Paige watched his face grow somber, then angry.

“Liv doesn’t
know
how long she’s been gone?” He listened. “Swell.” To Paige he said, “Liv slept late. She hasn’t seen her since last night.” To his father he said, “Where has she looked?” He listened, pushing his glasses higher on his nose. “I’ll start calling her Mount Court friends. I don’t think there are any in the Bay area, but I’ll work my way eastward. She could have thumbed, God help her.”

The doorbell rang. Paige let Nonny answer it.

“Have her call every one of the old friends that Sara might have contacted while she was there,” Noah told his father. “Where would she have gone lugging that huge duffel bag? And why would she have run off that way? Did Liv say they’d been arguing?”

Paige put her ear to the phone but couldn’t make out the answer. So she whispered, “Ask if she left any clues—matchbooks, telephone numbers thrown in the wastebasket, bus schedules.”

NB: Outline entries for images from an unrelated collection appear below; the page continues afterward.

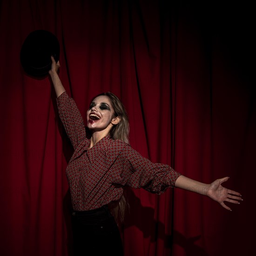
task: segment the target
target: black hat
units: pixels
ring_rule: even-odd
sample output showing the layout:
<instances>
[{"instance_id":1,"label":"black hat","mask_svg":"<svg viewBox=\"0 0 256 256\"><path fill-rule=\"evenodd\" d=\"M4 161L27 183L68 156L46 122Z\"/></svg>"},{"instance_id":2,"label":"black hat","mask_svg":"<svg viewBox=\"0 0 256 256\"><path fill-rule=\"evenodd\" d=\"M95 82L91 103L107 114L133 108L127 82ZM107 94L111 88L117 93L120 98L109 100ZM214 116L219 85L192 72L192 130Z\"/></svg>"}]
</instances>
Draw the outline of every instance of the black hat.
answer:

Noah nodded. He held her gaze while he listened to what his father was saying, then he related Paige’s suggestions. “Sara wouldn’t want to just vanish. She’s not—”

“An unhappy child,” Paige said into the mouthpiece. “She’s adjusted well at Mount Court. She likes it here. If anything—”

“I’d imagine her getting on the first plane out of San Francisco—”

“And flying back here,” she finished.

“Hi, guys,” came a voice from the door.

Paige and Noah swung around to face Sara, who was grinning from ear to ear.

Noah let out a sigh of relief. While Paige left his side and wrapped her arms around Sara, he told his father, “She just walked in. She looks fine.” He cleared his throat. “I’m dying to hear how she got here. Do me a favor and call Liv, Dad? Tell her I’ll talk with her another time.” He hung up the phone.

Paige was still holding Sara—protecting her, she fancied, from whatever punishment Noah had in mind. Then Noah’s arms encircled them both, and she released her breath.

 

Noah wanted to be angry at Sara but couldn’t. She hadn’t gone to see a friend; she had come home to him. That meant the world to him. Moreover, when she explained that she had taken a cab to the airport, changed her ticket to a flight one day earlier, and taken another cab first to Mount Court, then to Paige’s, he couldn’t find much fault. She had used common sense. At no time had she done anything dangerous—thoughtless, perhaps, in that she’d given her mother a scare, but she’d been angry. It seemed that Liv had done little more than spend Thanksgiving Day with Sara. She had a new boyfriend, with whom she spent most of her time. Sara had been very much on her own.

Noah was furious at Liv, though not surprised. She was a selfish woman. He had every intention of telling her so when they spoke.

“She told me to visit my friends,” Sara said, holding Sami on her lap, while Noah, Paige, and Nonny sat nearby, “but there wasn’t anybody to see. My two closest friends were away, and the others didn’t want to see me any more than I wanted to see them. I wanted to say hi to Jeff—he was my stepdad for so long and I have his name, for God’s sake—but she forbade it. So there was nothing to do. I figured that I could just as well do nothing here.”